Abstract

The aim of our study was to evaluate the effects of low doses of clozapine in flexible regime in comparison with haloperidol and chlorpromazine in long term. The naturalistic study was prospective, active-controlled with 325 adult outpatients of both genders (140 females), with mean year age of 34.8 (range 21-57), suffering from chronic schizophrenia. The first onset of illness was at the mean of 27.9 years (range 17-38), and subjects had the mean year age of 4.1+/-0.5 previous relapses. The patients were allocated to receive haloperidol (105 subjects, dose range 2-15 mg), chlorpromazine (n=105, 100-400 mg) or clozapine (n=115, 75-600 mg). The scores of psychometric instruments (GWB, PANSS, CGI) were regularly assessed during 5 year period. The sixty-six responders were included in per-protocol analysis: 12, 10 and 16 with positive and 7, 6 and 15 with negative schizophrenic syndrome in haloperidol, chlorpromazine and clozapine group, respectively.
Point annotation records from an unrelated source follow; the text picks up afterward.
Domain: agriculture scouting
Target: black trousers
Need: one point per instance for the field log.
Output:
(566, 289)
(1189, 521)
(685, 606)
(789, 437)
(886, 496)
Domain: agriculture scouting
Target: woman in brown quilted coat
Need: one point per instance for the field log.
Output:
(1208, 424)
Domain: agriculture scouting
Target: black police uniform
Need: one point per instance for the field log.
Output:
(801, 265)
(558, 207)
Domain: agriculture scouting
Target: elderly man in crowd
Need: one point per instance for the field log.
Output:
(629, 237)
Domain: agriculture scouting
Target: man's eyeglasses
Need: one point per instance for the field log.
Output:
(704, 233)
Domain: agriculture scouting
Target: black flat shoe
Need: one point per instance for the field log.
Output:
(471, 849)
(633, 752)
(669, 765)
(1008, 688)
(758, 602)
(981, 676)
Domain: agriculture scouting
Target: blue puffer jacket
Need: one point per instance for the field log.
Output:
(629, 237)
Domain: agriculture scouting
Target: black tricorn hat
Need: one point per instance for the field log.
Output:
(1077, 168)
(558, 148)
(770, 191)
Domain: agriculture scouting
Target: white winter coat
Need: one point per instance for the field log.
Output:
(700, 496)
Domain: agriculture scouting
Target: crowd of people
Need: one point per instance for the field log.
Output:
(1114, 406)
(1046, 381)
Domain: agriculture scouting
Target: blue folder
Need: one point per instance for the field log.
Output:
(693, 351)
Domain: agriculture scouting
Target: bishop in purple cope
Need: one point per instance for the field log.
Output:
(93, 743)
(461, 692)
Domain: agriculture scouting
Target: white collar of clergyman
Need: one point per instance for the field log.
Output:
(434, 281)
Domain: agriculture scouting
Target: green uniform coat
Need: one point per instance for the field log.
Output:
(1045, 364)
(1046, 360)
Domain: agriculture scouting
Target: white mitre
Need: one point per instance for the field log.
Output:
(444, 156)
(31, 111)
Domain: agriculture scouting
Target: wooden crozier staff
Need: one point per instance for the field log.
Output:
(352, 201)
The statistically significant differences in all psychometric scores was found, for both schizophrenic syndromes, favoring clozapine. The distribution of eighteen different types of adverse events, which we noted, were significantly different among treatment groups ( chi2=315.7, df=34, p<0.001). Clozapine was safer and had fewer adverse effects (average of 0.9 adverse events per patient) than haloperidol (2.7) and chlorpromazine (3.2). Clozapine, in low doses of flexible regime, in long term (five years) showed better effectiveness in chronic schizophrenics with positive and negative symptoms than typical antipsychotics.